For Iran at the UN, this fits into a pattern of exploiting the institution to the hilt. Iran holds an extraordinary number of seats on the governing boards and committees of various UN agencies, and already fields a hefty presence in Vienna — here’s a rundown I put together for a column in July on Iran’s Mini-Empire at the UN.  With the clock ticking toward the Iranian nuclear bomb, and Iran in brazen violation of binding UN Security Council sanctions, you might suppose the G-77 could have dredged up from among its 130 member states a less malign candidate to chair its doings next year in Vienna. But this is the UN, this is the G-77, this is crunch time for the Iranian nuclear program … and in the home town of the IAEA and OPEC, it seems that “engagement” translates into Iran’s pals rallying round Iran. Lots here that begs to be explored in a diplomatic cable, if anyone at the U.S. Mission in Vienna is still willing to send one, and anyone in Washington cares to pay attention.

WikiLeaks: Fishing With Dynamite

December 5th, 2010 - 11:08 pm

Pity the U.S. diplomats in the field, whose jobs presumably require that they now compose classified cables reporting back to Washington on local responses to the blunter aspects of their own wikileaked previous cables. The State Department has tried to close the barn door, uncoupling itself from the network that allowed the filching of what WikiLeaks claims is a cache of 251,287 cables from 274 diplomatic missions around the globe — 15,652 of these cables classified as “secret” and 101,748 as “confidential.” But how secure would you feel these days, either confiding in an American diplomat, or being one?

Pity their sources, or at least some of them, who thought they were speaking in confidence and now see their remarks plastered all over the internet. Pity a world in which any information that can be downloaded onto the internet is advertised as serving the high cause of “truth,” no matter who gets hurt.

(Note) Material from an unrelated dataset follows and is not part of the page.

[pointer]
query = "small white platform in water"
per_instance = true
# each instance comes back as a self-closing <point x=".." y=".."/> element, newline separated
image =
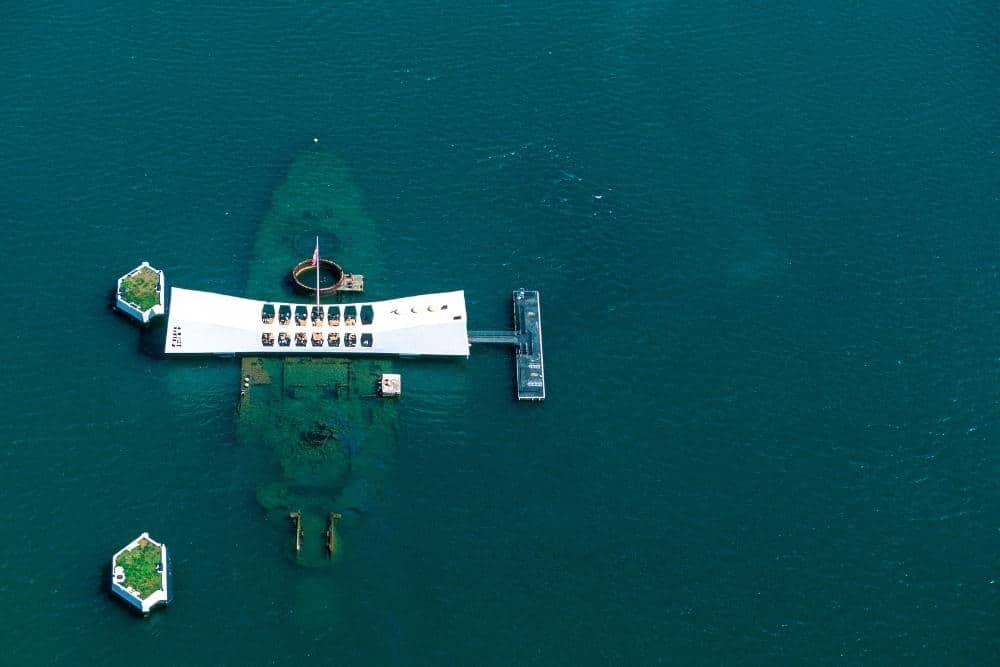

Not that the wikileaked cables aren’t interesting. They’re fascinating. In the trove released to date, there are cables that deserved to be leaked. They expose a wealth of important information, from the begging and finagling with which the Obama administration has been pursuing an economically disastrous accord on “climate,” to the hypocrisies of Arab rulers who foster mindsets profoundly dangerous to the U.S. and its democratic allies, but plead privately with American officials for the U.S. to save their necks by cutting the head off the Iranian snake. And why, pray tell, has the Obama administration not done more to inform the American public about the specifics of the fears emanating from the Middle East itself regarding Iran, including such wikileaked items as “the Iran-Al-Qaeda connection.”

But that kind of information, yea, even those particular cables, could have been leaked without Assange embarking on the wholesale release of more than a quarter of a million State Department cables. There’s a difference between exposing specific wrongdoing, and exposing almost everything you happen to obtain in a massive download (some names have been crossed out, but not enough to protect various people, from Iran to Venezuela, who did no wrong and are now in harm’s way).